Cependant, ce qui est le plus troublant, c'est le calme de tout cela.

Le dernier épisode, centré sur la mère de Cora, n'a presque pas de dialogue. Juste le bourdonnement implacable des grillons dans le contexte de la Géorgie rurale. Nous entendons le tintement de la cloche de la plantation pour appeler les ouvriers esclaves au travail, le claquement du fouet du propriétaire d'esclaves pour punir, le tic-tac continu de l'horloge alors que les esclaves endurent des destins inimaginables.

Ce sont ces sons, ceux du quotidien de l'esclavage, que l'on oublie si souvent quand on pense à la vie de ceux du passé. Comment ils ont négocié leur existence dans un système dans lequel ils étaient légalement la propriété.

Comment ils ont résisté à ce système, dans toutes ses brutalités contre le corps et l'esprit. Et comment, souvent, la résistance s'accompagnait de désespoir et de désespoir. Ce sont les réalités mêmes que Jenkins apporte à son public avec une clarté obsédante et convaincante.

Dans un épisode, Cora rêve sans relâche d'une station littérale. Elle ne peut pas monter dans le train car elle n'a pas donné ses vérités, ses histoires, son témoignage. Nous voyons, dans ce rêve, d'innombrables autres hommes et femmes noirs. Tous attendent à la gare. Le tout avec des histoires à raconter. Tous témoins de traumatismes indicibles.
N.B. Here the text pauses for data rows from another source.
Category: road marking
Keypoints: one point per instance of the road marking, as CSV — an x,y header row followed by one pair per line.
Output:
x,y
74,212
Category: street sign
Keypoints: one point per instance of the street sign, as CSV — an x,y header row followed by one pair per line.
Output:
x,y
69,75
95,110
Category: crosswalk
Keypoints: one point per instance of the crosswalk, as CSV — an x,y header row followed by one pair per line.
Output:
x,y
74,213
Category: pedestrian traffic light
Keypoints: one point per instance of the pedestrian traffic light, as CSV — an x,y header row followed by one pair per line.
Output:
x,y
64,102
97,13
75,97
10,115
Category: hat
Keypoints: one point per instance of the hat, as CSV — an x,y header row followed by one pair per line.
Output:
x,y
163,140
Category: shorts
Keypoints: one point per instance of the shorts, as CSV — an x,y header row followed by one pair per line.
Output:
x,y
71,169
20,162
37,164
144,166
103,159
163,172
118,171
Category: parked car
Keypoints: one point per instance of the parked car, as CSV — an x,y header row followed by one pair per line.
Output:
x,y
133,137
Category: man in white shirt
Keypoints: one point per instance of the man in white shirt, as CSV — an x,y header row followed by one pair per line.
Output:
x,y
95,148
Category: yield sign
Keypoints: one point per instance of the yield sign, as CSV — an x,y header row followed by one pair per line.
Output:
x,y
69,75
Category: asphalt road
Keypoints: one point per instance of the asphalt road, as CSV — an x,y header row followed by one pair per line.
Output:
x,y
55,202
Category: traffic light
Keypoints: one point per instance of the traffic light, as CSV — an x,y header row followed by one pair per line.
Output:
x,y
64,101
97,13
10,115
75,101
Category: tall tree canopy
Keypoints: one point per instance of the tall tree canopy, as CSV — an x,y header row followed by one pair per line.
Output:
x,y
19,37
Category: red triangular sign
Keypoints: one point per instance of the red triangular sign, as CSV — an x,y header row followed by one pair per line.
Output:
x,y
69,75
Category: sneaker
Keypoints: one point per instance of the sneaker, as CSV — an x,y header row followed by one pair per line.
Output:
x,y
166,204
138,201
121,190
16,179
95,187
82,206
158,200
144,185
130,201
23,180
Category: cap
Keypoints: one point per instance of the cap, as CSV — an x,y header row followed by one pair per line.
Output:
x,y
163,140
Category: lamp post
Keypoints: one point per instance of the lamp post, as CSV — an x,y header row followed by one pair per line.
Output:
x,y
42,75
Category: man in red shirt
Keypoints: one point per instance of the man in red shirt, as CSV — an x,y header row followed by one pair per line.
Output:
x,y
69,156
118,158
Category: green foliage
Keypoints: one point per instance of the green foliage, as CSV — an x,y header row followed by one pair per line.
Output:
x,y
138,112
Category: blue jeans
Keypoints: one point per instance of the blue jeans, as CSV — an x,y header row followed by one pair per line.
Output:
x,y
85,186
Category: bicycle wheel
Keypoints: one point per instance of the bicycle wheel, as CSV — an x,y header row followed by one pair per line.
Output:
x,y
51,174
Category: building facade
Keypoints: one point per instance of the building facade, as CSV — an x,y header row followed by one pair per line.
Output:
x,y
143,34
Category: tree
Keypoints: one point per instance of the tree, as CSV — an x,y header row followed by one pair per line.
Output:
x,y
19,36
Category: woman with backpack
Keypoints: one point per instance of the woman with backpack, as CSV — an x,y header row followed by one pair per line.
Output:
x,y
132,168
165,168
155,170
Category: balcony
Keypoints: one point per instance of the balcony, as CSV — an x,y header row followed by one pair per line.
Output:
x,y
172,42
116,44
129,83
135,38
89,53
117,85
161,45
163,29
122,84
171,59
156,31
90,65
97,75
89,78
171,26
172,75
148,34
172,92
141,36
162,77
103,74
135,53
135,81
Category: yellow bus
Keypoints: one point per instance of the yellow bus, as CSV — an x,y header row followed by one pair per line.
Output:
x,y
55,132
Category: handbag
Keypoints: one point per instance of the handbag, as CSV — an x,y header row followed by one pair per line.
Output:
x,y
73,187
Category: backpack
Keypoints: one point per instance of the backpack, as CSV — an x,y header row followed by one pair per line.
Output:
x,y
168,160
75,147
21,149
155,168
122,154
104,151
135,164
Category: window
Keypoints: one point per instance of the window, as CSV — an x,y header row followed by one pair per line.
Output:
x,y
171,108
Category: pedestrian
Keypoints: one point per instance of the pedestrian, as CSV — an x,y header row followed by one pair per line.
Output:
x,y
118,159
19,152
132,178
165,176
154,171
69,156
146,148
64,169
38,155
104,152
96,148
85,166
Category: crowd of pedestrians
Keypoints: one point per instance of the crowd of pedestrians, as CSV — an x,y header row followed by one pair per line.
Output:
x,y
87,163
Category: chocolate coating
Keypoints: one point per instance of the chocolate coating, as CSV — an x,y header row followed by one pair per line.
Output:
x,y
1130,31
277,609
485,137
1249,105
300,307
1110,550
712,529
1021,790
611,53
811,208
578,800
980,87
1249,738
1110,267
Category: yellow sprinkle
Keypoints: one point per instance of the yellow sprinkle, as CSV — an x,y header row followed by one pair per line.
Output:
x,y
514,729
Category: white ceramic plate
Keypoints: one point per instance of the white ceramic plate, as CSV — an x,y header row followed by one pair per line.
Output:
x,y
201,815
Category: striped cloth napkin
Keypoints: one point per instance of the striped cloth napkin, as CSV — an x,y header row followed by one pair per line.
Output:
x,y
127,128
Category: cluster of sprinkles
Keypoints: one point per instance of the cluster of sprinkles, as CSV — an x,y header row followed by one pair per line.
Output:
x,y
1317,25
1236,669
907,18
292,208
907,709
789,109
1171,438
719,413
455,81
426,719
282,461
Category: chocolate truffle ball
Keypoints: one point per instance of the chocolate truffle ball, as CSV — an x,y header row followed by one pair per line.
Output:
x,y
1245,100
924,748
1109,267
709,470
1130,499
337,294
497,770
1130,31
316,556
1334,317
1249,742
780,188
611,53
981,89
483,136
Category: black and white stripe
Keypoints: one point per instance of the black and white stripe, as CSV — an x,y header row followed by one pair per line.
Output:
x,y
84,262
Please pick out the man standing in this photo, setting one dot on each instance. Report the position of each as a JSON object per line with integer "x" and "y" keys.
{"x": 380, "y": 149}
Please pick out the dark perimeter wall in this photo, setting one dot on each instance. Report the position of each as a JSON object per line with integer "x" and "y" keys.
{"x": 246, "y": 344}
La caméra passe de plan en plan d'hommes, de femmes et d'enfants noirs à la gare, regardant silencieusement en arrière. Vieux et jeune; familles; couples de personnes âgées; individus isolés - ceux qui sont passés, mais leurs histoires restent.

C'est ici que Cora rêve d'avoir sa dernière danse avec César, assassiné par une foule de lyncheurs à Griffin. "Combien de temps nous avons", demande-t-elle. "Tant que vous en avez besoin", répond-il. À travers de tels moments, Jenkins demande au public de comprendre les traumatismes vécus par ces personnes et la nécessité de prendre le temps de les raconter.The Conversation

A propos de l'auteur

Rébecca Fraser, Maître de conférences en études américaines, Université d'East Anglia

Cet article est republié de The Conversation sous une licence Creative Commons. Lis le article original.